World of Wonders

Today’s haphazard, desultory and absorbing bit of ephemera arrives by way of Thursday’s New York Times: “Hokum That Stands the Test of Time.” It’s a review of an exhibition of handbills in Los Angeles. No, not just handbills; handbills of a particular sort — those advertising circuses, magic acts, extreme acrobatics, and freak shows of all sorts:

“… single sheets, usually printed on a letter press with lots of hyperbolic language, not much color and only sometimes a crude illustration, rarely fine ones. They trumpet horses that jump through hoops, armless dulcimer players, German strongwomen who lift anvils with their hair, contortionists, fire eaters, magicians and pig-faced ladies.”

You can just picture those German strongwomen.

The show, “Extraordinary Exhibitions,” features items from a collection assembled by Ricky Jay, the actor, magician, student of magic, and Renaissance man. Jay’s collection includes much that is extraordinary. But the focus is on the more mundane, the throwaway announcements urging the rubes to hie themselves to the theatre or the tent at the edge of town to see something they would scarcely believe and never forget. Vast piles of such handbills were trampled into the mud, carted off to the dump in the household garbage, or used to light fires. Times critic Michael Kimmelman says:

“But the handbills must have been appreciated, or else they landed by mistake in a pile on someone’s desk or inside someone’s library, as bookmarks, avoiding leaky roofs, small children with soiled hands and generations of tidy owners, to transmute into prized artifacts that passed to the antiquarian market, from which Mr. Jay, a century or two or three after they were printed, acquired them.

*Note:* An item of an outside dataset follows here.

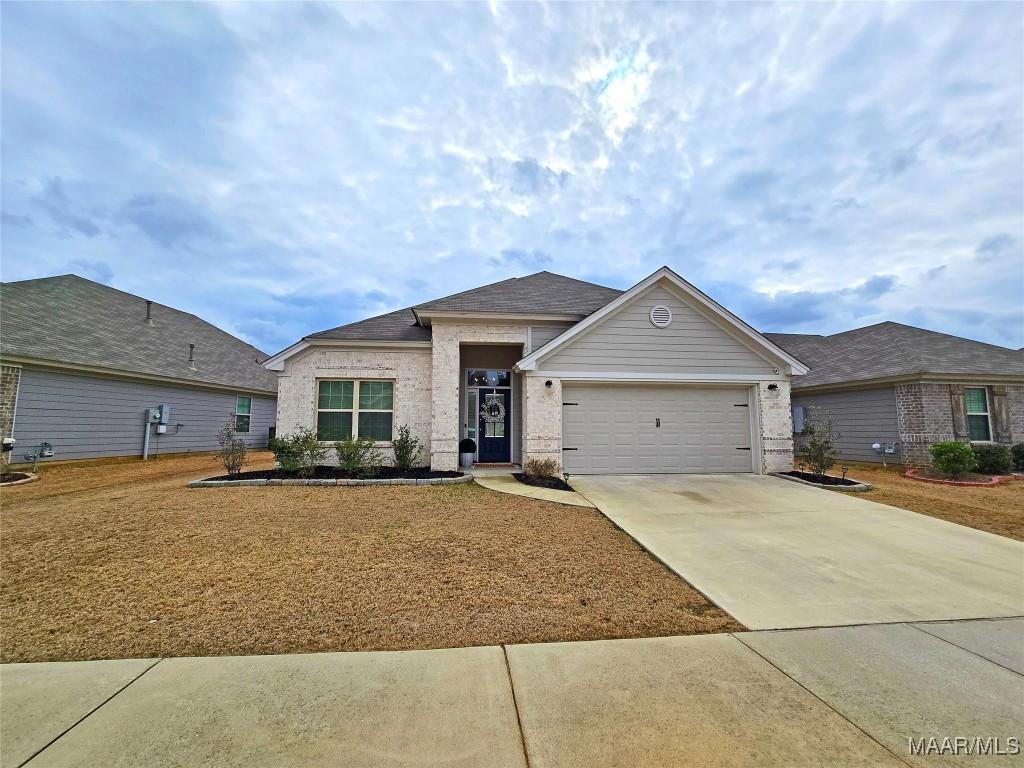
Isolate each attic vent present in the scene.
[650,304,672,328]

“And now they’ve landed in an art museum.

“Art works that way. It can turn up, unexpectedly, and once you see it, you can’t imagine how you missed it in the first place.”

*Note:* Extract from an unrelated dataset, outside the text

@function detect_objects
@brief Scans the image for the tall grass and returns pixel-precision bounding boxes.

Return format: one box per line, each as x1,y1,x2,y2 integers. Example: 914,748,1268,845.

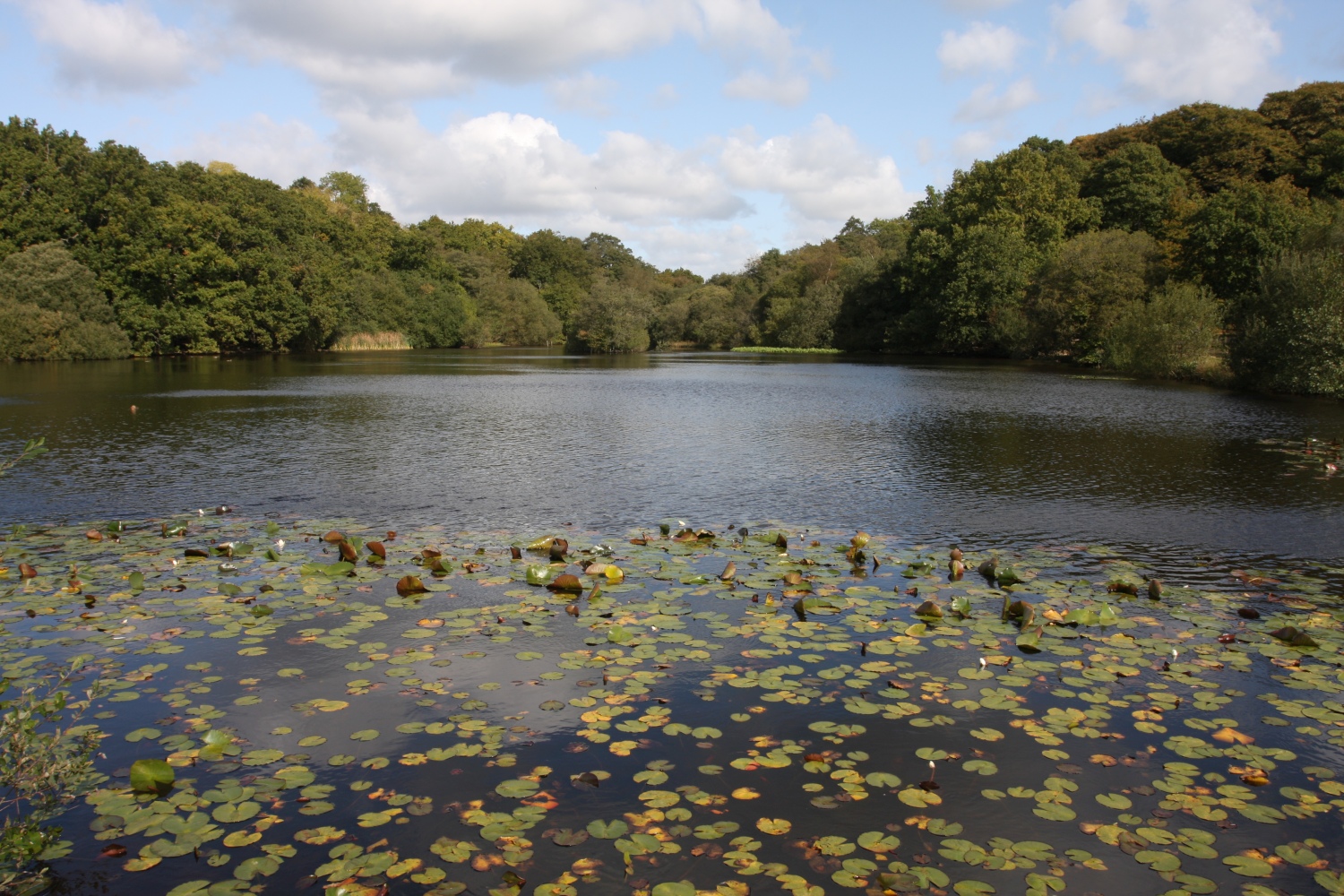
332,331,411,352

Of course, there’s more to the handbills than age and rarity. Yes, they promise amazing feats with colorful language and imagery, and they were meant to inspire curiosity if not wonder. But the amazing feat they accomplish now — without anvils or German strongwomen — is they way they capture ordinary voices speaking unselfconsciously to their own time.

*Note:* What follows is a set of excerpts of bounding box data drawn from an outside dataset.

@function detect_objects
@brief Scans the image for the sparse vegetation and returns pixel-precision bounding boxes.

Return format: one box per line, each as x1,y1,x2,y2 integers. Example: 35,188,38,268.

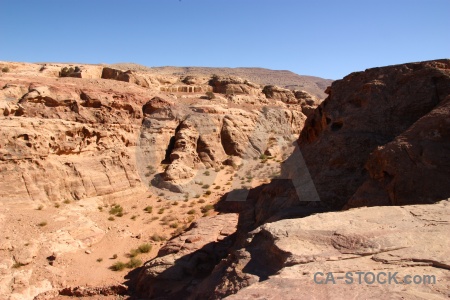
126,257,142,269
138,244,152,253
109,261,127,272
150,233,166,242
145,166,156,177
12,261,25,269
128,249,140,257
200,204,214,213
109,204,123,217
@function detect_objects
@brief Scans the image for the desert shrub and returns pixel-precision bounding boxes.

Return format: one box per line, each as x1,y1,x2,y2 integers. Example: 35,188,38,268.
138,244,152,253
200,204,214,213
126,257,142,269
150,233,166,242
109,261,127,272
128,249,140,257
145,166,156,177
109,204,123,217
12,262,25,269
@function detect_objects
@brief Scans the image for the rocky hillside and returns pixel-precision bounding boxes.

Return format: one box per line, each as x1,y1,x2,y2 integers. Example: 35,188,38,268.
132,60,450,299
111,63,333,99
0,62,321,299
300,60,450,209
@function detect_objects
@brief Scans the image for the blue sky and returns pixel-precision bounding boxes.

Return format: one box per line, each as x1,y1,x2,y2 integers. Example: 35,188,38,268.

Walk around most of our cities today, and you’ll see lots of flyers stapled to utility poles. Some poles in Berkeley have had so many handbills hung on them that they have layers of staples at eye level. The handbill of our day might be more pedestrian — by informal survey, the chief topic is lost pets — and they might lack the artistic flair of handbills of old. But I read them anyway. On some level, there are voices there, and maybe even art.